Pressefreiheit in der Türkei: Bedroht wie nie zuvor

3. August 2016 • Pressefreiheit • von

Die Pressefreiheit in der Türkei stand schon vor dem Putschversuch unter enormem Druck – seitdem geht die türkische Regierung noch massiver gegen Journalisten und Medien vor.

turkey-1532316_1920Noch eine Woche vor dem Putschversuch hatten türkische Journalisten zur Verteidigung der Pressefreiheit die Kampagne „Ich bin ein Journalist! Journalismus ist kein Verbrechen!“ ins Leben gerufen. In den beteiligten Zeitungen und Online-Nachrichtenportalen erschienen Banner mit der Aufschrift „Schon gewusst? Journalismus ist kein Verbrechen“ mit einer Stellungnahme zur Lage der Pressefreiheit in der Türkei. Nur ein paar Wochen danach erscheinen viele dieser Medien nicht mehr, da Erdogan sie nach dem gescheiterten Putsch schließen ließ, darunter die Zeitungen Yarına Bakış, Özgür Düşünce, Meydan und Taraf, die Nachrichtenwebsite Haberdar und die prokurdische Nachrichtenagentur DIHA.

In der Nacht des 15. Juli entschied sich ein Großteil der türkischen Medien dazu, sich gegen das Militär und damit auf die Seite der Regierung zu stellen. Fernsehkanäle widersetzten sich den Anweisungen des Militärs und setzten ihre Berichterstattung fort. So erhielten Erdogan und andere Angehörige der Regierungspartei AKP eine Plattform, so konnte Erdogan durch einen Facetime-Anruf bei einer CNN Türkei-Moderatorin die Bevölkerung zum Widerstand auf der Straße aufrufen. Währenddessen wurde der Zugang zu sozialen Medien wie Twitter gesperrt, kurze Zeit später aber wieder freigegeben, damit Präsident Erdogan auch dort seine Botschaft verbreiten konnte, wie der türkische Wissenschaftler Efe Kerem Sozeri in der Online-Zeitung The Daily Dot schreibt.

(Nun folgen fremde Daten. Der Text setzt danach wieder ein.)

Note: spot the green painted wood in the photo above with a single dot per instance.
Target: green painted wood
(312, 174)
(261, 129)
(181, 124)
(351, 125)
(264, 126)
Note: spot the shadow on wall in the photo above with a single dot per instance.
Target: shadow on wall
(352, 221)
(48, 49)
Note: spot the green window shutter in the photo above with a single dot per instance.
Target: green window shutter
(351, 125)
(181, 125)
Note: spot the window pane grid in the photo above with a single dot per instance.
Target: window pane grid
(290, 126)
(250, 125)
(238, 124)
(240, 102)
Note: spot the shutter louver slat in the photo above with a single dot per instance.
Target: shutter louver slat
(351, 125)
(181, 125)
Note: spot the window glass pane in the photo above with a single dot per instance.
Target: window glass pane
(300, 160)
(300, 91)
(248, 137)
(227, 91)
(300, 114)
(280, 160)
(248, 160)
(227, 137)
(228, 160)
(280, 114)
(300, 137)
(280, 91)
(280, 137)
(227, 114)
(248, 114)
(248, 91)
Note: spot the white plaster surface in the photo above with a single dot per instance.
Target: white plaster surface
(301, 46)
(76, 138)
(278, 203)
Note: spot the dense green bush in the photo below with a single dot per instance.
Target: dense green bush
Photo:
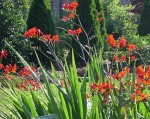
(118, 20)
(13, 13)
(144, 26)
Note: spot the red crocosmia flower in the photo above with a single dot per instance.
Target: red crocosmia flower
(123, 58)
(147, 73)
(55, 38)
(139, 96)
(70, 7)
(71, 16)
(78, 31)
(18, 86)
(6, 69)
(111, 41)
(10, 68)
(73, 5)
(116, 58)
(1, 66)
(131, 47)
(25, 72)
(13, 68)
(61, 83)
(140, 71)
(3, 54)
(75, 32)
(100, 19)
(65, 18)
(133, 58)
(8, 77)
(122, 42)
(94, 87)
(46, 37)
(119, 75)
(23, 86)
(105, 88)
(26, 81)
(33, 33)
(71, 32)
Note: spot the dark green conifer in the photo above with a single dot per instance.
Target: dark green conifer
(89, 18)
(40, 16)
(144, 26)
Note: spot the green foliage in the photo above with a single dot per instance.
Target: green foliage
(13, 13)
(99, 7)
(71, 103)
(144, 26)
(15, 80)
(118, 20)
(40, 16)
(88, 16)
(143, 48)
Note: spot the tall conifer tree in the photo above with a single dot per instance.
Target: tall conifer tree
(144, 26)
(40, 16)
(88, 16)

Bereits am Tag nach dem Putschversuch wurden mehr als ein Dutzend Nachrichtenwebsites von der Aufsichtsbehörde für Telekommunikation (TIB) gesperrt. Am 20. Juli verhängte Präsident Erdogan einen dreimonatigen Ausnahmezustand und setzte die Europäische Menschenrechtskonvention teilweise aus. Das türkische Kabinett kann seitdem unter Vorsitz Erdogans Dekrete mit Gesetzeskraft erlassen. Mit einem der ersten Dekrete ordnete er die Schließung von 16 Fernsehsendern, 23 Radiosendern, drei Nachrichtenagenturen, 45 Tageszeitungen, 15 Magazinen und 29 Verlagen an. Sie sollen Verbindungen zur „Terror-Organisation“ FETÖ von Fethullah Gülen haben, die für den Putschversuch verantwortlich gemacht wird.

Bis zum 2. August erließ Erdogan Haftbefehl gegen 107 Journalisten, denen vorgeworfen wird, Verbindungen zur FETÖ zu haben. Die Namen der zur Fahndung ausgeschriebenen Journalisten wurden von regierungsnahen Medien sowie von AKP-Anhängern auf Twitter veröffentlicht. Laut dem türkischen Journalistenverband DISK-Basin-Is sind seit dem Putschversuch 64 Journalisten und Medienschaffenden inhaftiert worden, zudem hat das Presse- und Informationsamt (BYEGM) der türkischen Regierung die Presseausweise von 330 Journalisten für ungültig erklärt.

Unter den inhaftierten Journalisten war auch Bülent Mumay, langjähriger Mitarbeiter der Hürriyet, eine der auflagenstärksten Zeitungen der Türkei, der Ende 2015 auf Druck der AKP-Regierung entlassen wurde. Seitdem arbeitete er an einer Universität und schrieb als freier Autor für verschiedene Medien, darunter auch für deutsche. Er hatte auf Twitter ein Foto seines Mitgliedsausweises der türkischen Journalistenvereinigung geteilt und dazu geschrieben: „Das ist die einzige Organisation, in der ich Mitglied bin.” Der Journalist erklärte auch, dass er der Aufforderung der türkischen Polizei Folge leisten und vor dem Haftrichter erscheinen werde, doch die Polizei war schneller. Sie stürmte seine Wohnung und nahm ihn fest. Nach vier Tagen kam er wieder frei. Gegen alle anderen inhaftierten Journalisten ermittelt die Staatsanwaltschaft weiterhin.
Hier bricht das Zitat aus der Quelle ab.